So You Think You’re Ready to Paint Your Walls…

Paint should never be picked in a vacuum. Here’s what to consider before selecting the color that you’ll have to stare at for the next few years.

“What color should I paint my living room?,” is one of the top questions clients ask. They’re eager to select a paint color because getting something on the walls can feel like a huge step forward when you first kick off a design project. 

But our response is always the same: Paint should not be the first step in design, because you can’t pick wall color in a vacuum. Choose paint first, and there’s a good chance you’ll end up repainting within a few weeks or months as you finalize furniture and fabric selections. Try to pick a safe neutral that will evolve with your decor, and you might find that the space never truly feels like home. 

Paint is going to be the most significant color choice in any room. It can transform a space simply because it takes up the most square footage of any color in your palette. But that doesn’t mean that it should be the driving force in your design. It’s an integral part of the design, but it does not guide the design. Paint in the room is like the cover of the book.  You can’t put the cover together until you know what the story says. 

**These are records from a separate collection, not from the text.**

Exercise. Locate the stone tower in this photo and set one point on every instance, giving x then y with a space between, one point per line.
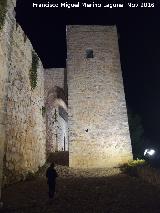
98 123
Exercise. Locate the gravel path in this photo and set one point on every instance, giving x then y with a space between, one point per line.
82 191
96 190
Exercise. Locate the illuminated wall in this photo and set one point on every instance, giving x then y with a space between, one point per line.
98 123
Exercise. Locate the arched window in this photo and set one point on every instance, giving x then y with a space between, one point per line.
89 53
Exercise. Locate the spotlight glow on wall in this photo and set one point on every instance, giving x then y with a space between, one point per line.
149 152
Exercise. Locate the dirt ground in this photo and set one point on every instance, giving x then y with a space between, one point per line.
83 191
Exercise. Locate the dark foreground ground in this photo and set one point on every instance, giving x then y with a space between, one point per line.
94 191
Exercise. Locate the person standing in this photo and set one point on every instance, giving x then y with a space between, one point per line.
51 175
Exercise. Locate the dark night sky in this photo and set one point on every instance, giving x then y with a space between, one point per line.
139 30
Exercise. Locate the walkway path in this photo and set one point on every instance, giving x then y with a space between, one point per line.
84 191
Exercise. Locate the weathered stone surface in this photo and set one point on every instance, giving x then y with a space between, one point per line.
98 125
56 122
21 122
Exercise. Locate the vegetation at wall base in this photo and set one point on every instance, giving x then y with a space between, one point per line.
132 166
33 70
3 10
43 111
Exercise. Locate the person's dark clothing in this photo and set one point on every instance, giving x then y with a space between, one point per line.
51 175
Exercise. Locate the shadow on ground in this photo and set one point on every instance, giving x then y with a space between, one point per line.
114 194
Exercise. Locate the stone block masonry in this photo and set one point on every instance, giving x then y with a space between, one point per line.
25 132
56 122
98 124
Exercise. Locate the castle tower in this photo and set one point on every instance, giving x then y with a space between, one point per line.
98 123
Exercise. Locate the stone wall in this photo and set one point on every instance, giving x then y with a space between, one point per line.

Instead, your paint choice should be guided by a series of questions we have curated for you here. You should start at the immovable elements, the lighting from windows and the floor color, and work your way in towards the must-keep furniture pieces and fabrics you’ve had saved on your Pinterest for months. Here are four questions to get your paint selection process started.

Questions to Ask Before Selecting a Paint Color

What type of light do you have?

When looking at light, you should consider both natural light and ambient, task, and accent lighting. A room with abundant natural light is going to reflect lots of light on its own and will automatically lift the mood of the room. A bright color in this space will reflect and intensify itself, while a darker color will provide contrast and depth to make for a more mature environment. The opposite is true of a room with darker lighting. Light-toned walls will warm up the space and lift the energy of the room, whereas dark colors will lean into and further emphasize an already moody tone. 

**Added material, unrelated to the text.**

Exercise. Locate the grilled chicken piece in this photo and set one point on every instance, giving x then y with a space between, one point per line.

When it comes to artificial light, it all depends on the light bulb you choose. Some give off a pink hue, others a warm yellow, and some emit a harsh white surgical light. Try to choose a paint color that contrasts the light bulb that you will typically have in your lighting. Balance warm with cool and cool with warm. The contrasting artificial light will help bring out the depth of color in your paint choice. 

What is the natural landscape outside your windows?

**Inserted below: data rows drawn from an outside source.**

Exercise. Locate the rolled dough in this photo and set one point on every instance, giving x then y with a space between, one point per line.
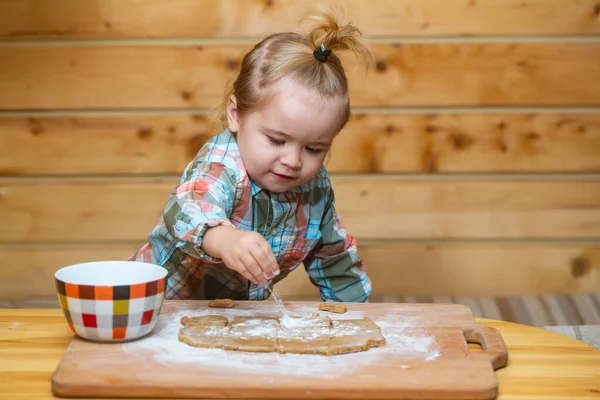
221 303
302 335
339 308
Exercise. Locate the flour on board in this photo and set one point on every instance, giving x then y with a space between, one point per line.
164 346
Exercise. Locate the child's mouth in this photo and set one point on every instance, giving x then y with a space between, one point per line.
283 177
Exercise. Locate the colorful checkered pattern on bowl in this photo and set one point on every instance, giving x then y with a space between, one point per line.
111 312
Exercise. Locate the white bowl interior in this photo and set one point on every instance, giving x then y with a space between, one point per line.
110 273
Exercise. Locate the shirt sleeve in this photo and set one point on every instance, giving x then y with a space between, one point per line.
204 199
334 266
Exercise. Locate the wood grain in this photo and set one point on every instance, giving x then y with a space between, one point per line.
543 365
115 19
373 208
170 76
370 143
395 269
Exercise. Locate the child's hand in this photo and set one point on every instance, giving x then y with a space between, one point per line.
245 252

The second part of light is how it reflects that natural landscape around you. Do you have a reflection from water or trees? Or is it bricks or stone? These exterior elements become part of your room when they are reflected back into your space. Work with these to choose your paint color. If you’re surrounded by trees, you should choose a paint color with a green undertone that will work nicely with your organic surroundings. If you’re by the water, then blue undertones will bring out the best light in your room. For brick and stone, a color with more neutral undertones will compliment the lighting the best. 

What are the tones in the room?

Paint does not exist in a vacuum. It’s going to pick up the colors and tones around it. In your space, you may have hardwood floors or tile that you plan on keeping, or you’re in a kitchen where the countertops are staying the same. In these situations, you need to examine the existing tones within those elements, and let them guide the paint choice. 

If you have warm oak floors, then you’ll want to choose a paint with warm tones. If you have gray floors, then you’ll look at cooler colors. But that doesn’t mean you’re stuck with oranges, rusts, and reds just because your existing tones are warm. Even colors like blue or green can have a warm undertone, and a red or orange can have a cool undertone. This is where it can help to enlist a professional who can steer you towards colors that are the right fit for your room.

Blue cutout in cool white room

A cool blue paint in this alcove echos the cool tones in the flooring.

What are your other design selections?

From your furniture to your accent pillows, the design elements within your space should come before the paint. Was there one print that inspired your room? A piece of art that informed your upholstery choices? Is there a color running through every decorative item you’ve been drawn to? Decide on these textures and fabrics first, then let those guide how you’re going to wrap the room in color to bring it all together. This tells the story of the room and the paint color sets the mood and bring the whole space together. 

 

What to Do If You MUST Choose Paint First

While picking paint first is generally putting the cart before the horse, there are situations where a client may have a painter coming before move-in day, and they just need to choose something now. In these cases, the first three questions are still relevant. Those will help steer you towards a neutral that can inform the rest of the design process.

But, no, there’s no color that goes with everything. Even when you choose a neutral, keep in mind that the color that ‘goes with everything’ is a myth. Agreeable Gray and White Dove are wonderful colors, but they are not a magic fix.

You can paint two rooms in Simply White, but one room may be surrounded by lush green trees, while another looks out on a sleek urban landscape. In both of the spaces, the goes-with-everything white is going to pick up different tones and give the room a different personality.  

Think of those designer-approved classic colors as a starting point, but use these questions to help narrow the selection down to the right color for your space. And, if you find yourself stuck, go with the paint color that you’re immediately drawn to — if you pick what you love, you will always love what you pick. 

Green paint in a bedroom echoes the lush green foliage just outside.